Una vez bien acomodado en un cojín en el suelo, sin resistencias, columna recta, te relajas, cierras los ojos, respiras profundamente y observas bien tu respiración.
Inspirando, el diafragma baja; exhalando, se eleva.
Vas estableciendo plena consciencia en ello, en cada exhalación se expulsan inquietudes.
La calma va instalándose como por arte de magia, es lo que tiene la plena concentración, te aísla de lo mundano, sólo existe el instante sin preocupación.
Y sigues respirando, sin prisa y sin pausa. Incluso notas una vibración en la frente, un poco más arriba de donde empieza la nariz, ahí te concentras, ya no respiras siquiera...
Sientes que no necesitas huir del dolor ni del sufrimiento, que estos generan equilibrio. Que tienes suficiente felicidad para estar satisfecho, suficientes retos para hacerte fuerte, suficientes dificultades para mantenerte humano y suficiente esperanza para seguir adelante.
Nada más. Sólo Silencio.

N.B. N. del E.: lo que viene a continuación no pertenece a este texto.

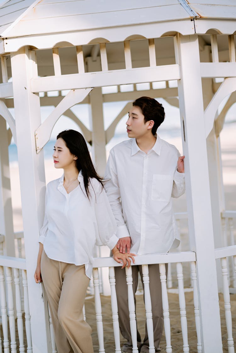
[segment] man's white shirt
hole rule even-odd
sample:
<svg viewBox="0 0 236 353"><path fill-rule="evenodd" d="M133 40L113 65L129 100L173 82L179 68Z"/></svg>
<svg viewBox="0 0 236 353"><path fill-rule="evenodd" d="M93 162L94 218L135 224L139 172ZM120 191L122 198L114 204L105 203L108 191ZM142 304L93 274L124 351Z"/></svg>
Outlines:
<svg viewBox="0 0 236 353"><path fill-rule="evenodd" d="M105 187L119 238L130 236L130 251L138 255L166 253L179 244L171 197L185 191L184 174L177 170L180 156L157 135L146 154L135 138L110 151Z"/></svg>

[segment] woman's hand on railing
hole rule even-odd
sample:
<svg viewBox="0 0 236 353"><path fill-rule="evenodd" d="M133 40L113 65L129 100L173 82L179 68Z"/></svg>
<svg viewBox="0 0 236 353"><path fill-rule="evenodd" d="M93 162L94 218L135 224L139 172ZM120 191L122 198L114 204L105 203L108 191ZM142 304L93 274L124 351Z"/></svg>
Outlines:
<svg viewBox="0 0 236 353"><path fill-rule="evenodd" d="M42 253L44 250L44 246L41 243L39 243L39 253L38 254L38 259L37 259L37 266L36 269L34 273L34 279L36 283L41 283L42 282L42 277L41 276L41 257L42 257Z"/></svg>
<svg viewBox="0 0 236 353"><path fill-rule="evenodd" d="M40 264L37 265L34 277L36 283L41 283L41 282L42 282L41 277L41 268Z"/></svg>
<svg viewBox="0 0 236 353"><path fill-rule="evenodd" d="M123 268L127 265L128 263L128 268L129 268L131 263L131 260L133 261L133 263L135 263L134 258L134 256L136 256L135 254L128 253L126 253L125 254L121 254L116 245L112 249L112 253L113 258L118 263L121 264L123 262L123 265L121 268Z"/></svg>

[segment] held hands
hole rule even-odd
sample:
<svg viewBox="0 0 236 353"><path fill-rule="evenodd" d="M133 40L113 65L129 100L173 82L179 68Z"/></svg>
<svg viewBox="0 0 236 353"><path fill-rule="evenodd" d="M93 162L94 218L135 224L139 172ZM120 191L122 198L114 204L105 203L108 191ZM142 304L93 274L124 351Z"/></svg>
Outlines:
<svg viewBox="0 0 236 353"><path fill-rule="evenodd" d="M177 171L179 173L184 173L184 156L182 156L179 157L178 161L177 162Z"/></svg>
<svg viewBox="0 0 236 353"><path fill-rule="evenodd" d="M130 251L131 242L131 239L130 237L125 237L123 238L120 238L117 242L117 249L119 250L120 253L125 254L126 248L127 248L127 253L129 254Z"/></svg>
<svg viewBox="0 0 236 353"><path fill-rule="evenodd" d="M122 238L121 238L121 239ZM123 254L121 254L120 251L117 249L117 246L116 245L113 248L111 251L112 251L114 259L119 264L122 263L123 262L123 266L121 267L121 268L123 268L124 267L125 267L126 265L127 265L127 262L128 262L128 268L129 268L131 263L131 259L132 259L133 263L135 263L134 256L135 256L136 255L134 254L130 254L127 252Z"/></svg>

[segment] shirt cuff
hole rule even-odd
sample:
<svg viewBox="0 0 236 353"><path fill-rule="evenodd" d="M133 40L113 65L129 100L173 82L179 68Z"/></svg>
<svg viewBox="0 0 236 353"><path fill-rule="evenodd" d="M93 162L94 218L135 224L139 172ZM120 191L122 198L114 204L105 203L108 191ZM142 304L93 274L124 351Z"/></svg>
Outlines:
<svg viewBox="0 0 236 353"><path fill-rule="evenodd" d="M179 173L176 169L174 175L174 180L181 183L184 179L184 173Z"/></svg>
<svg viewBox="0 0 236 353"><path fill-rule="evenodd" d="M40 235L39 239L39 243L41 243L42 244L43 244L46 238L46 237L45 237L44 235Z"/></svg>
<svg viewBox="0 0 236 353"><path fill-rule="evenodd" d="M114 234L107 244L110 250L112 250L119 240L115 234Z"/></svg>
<svg viewBox="0 0 236 353"><path fill-rule="evenodd" d="M126 237L130 237L129 231L125 224L122 226L117 226L116 236L119 239L120 239L121 238L124 238Z"/></svg>

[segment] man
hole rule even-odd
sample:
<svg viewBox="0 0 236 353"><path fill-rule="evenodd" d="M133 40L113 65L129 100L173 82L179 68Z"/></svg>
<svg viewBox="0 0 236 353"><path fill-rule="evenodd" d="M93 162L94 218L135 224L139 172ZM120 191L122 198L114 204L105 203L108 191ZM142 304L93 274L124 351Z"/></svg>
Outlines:
<svg viewBox="0 0 236 353"><path fill-rule="evenodd" d="M146 97L133 105L126 122L131 139L111 150L105 173L107 193L117 226L117 246L123 253L166 253L179 243L171 197L178 197L185 191L184 156L180 157L174 146L156 134L165 118L162 105ZM159 352L163 327L159 265L148 268L154 346ZM143 283L142 266L132 266L135 301L139 272ZM120 328L127 341L122 351L132 353L125 272L115 268L115 275ZM137 340L139 351L148 353L146 326L143 343L138 330Z"/></svg>

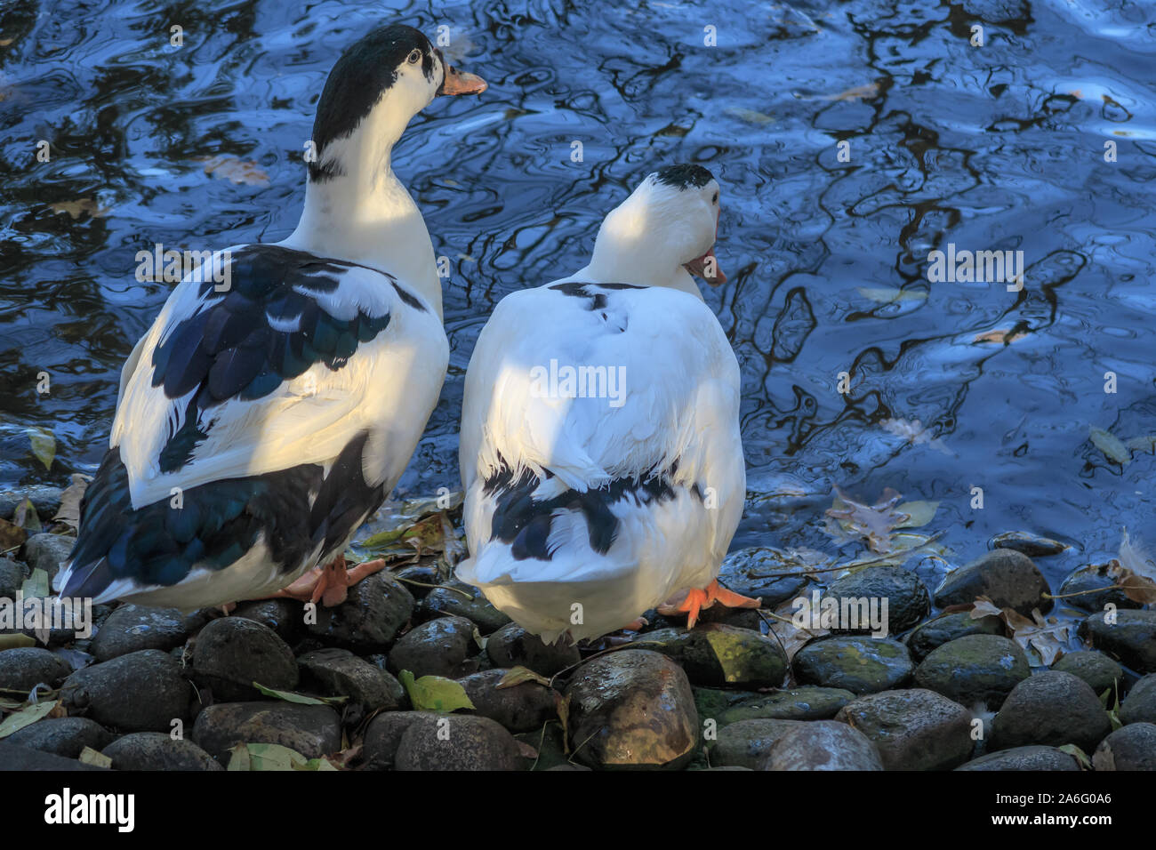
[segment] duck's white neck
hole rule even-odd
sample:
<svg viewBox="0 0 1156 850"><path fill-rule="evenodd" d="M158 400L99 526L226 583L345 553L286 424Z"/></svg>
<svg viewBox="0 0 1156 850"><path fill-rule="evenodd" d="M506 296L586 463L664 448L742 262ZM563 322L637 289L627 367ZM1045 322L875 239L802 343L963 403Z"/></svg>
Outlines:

Silencio Interior.
Un tiempo después -que no consigues evaluar a priori-, muy poco a poco, vuelves a tomar consciencia de tu cuerpo, de tu respiración, del movimiento de tu diafragma, de la habitación donde estás, de tus piernas entrecruzadas.
Te sientes realmente renovado, estás en paz y lo has conseguido, otra vez has realizado el viaje quizás más complicado, seguramente el viaje más gratificante: tu viaje interior.